Alla luce del fatto che la caduta dell'albero in filare potrebbe avere effetti anche sulla stabilità delle altre piante contigue, sebbene l'ispezione effettuata dai vigili del fuoco non abbia riscontrato particolari problematiche connesse alla stabilità delle altre piante, è stato stabilito di procedere, avvalendosi di un tecnico qualificato e delle professionalità interne all'Amministrazione, a un’accurata verifica dello stato vegetativo di questi tre pini, nonché a tutti i lavori di manutenzione e consolidamento che il caso possa richiedere.  

Lunedì si procederà quindi ad un controllo approfondito, con particolare attenzione al pino adiacente ma che riguarderà tutte e tre le piante del filare. Il luna park rimarrà quindi chiuso fino alle verifiche.

“Il protocollo che il Comune segue, sviluppato della Società Italiana di Arboricoltura, è coerente con le linee guida nazionali ed è intenzione del Comune lavorare nel 2023 alla strutturazione di un Global Service che si occupi anche di questo, con la garanzia di un aggiornamento costante delle tecniche di indagine per offrire la massima cura di un patrimonio arboreo importante in città e che crescerà nel tempo - afferma l’assessore all’ambiente Andrea Giorgio -. Questo indirizzo sarà presente anche nel Piano del Verde alla cui stesura collaborano i massimi esperti del settore a livello nazionale , dove si lavorerà per inserire tra gli elementi di valutazione anche un'analisi multirischio legata sia alla posizione, che al contesto che ai fenomeni naturali”.

“La cura del verde - continua Giorgio -, sia degli oltre 75 mila alberi in città che dei giardini, è per noi una priorità. Per questo insieme al sindaco Dario Nardella abbiamo deciso in questi giorni di inserire nel bilancio 2023 un aumento delle risorse assegnate alla manutenzione del verde pari a 800 mila euro.

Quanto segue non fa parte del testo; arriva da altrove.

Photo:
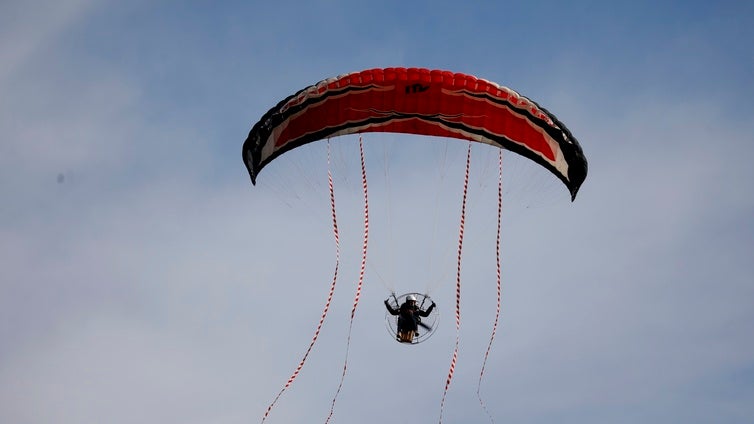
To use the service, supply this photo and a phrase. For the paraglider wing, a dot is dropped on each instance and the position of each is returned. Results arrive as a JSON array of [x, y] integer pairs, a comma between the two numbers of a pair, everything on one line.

Questi fondi saranno ulteriormente incrementati nel 2024. E proprio nel 2024 partirà il Global service del verde, dedicato appositamente alla gestione e manutenzione di parchi e giardini. Con il Global Service ci aspettiamo un aumento della qualità e dell’efficienza nella gestione e manutenzione delle aree verdi”.

L’obiettivo prioritario di un appalto di Global service è infatti ottenere servizi e lavori con i più elevati standard di qualità ed efficienza a costi predefiniti, implementando servizi di gestione in capo ad un singolo soggetto responsabile come una sorveglianza ed un monitoraggio dedicati alle aree verdi, un servizio tempestivo di pronto intervento, un potenziamento del rapporto con i cittadini e le istituzioni mediante un contact center. Si produce in tal modo un aumento dell’efficienza, della tempestività e della economicità del processo.

La responsabilità in capo ad un singolo soggetto delle attività relative a controllo, monitoraggio ed interventi conseguenti riduce i tempi della catena di attività ed eventuali possibili rallentamenti dovuti al passaggio di informazioni fra più soggetti. Permette inoltre di agire sulle priorità effettive individuate dal soggetto responsabile in maniera più efficiente. Evita inoltre il possibile rimpallo di responsabilità fra i soggetti detentori delle singole attività in appalto facenti parte della catena.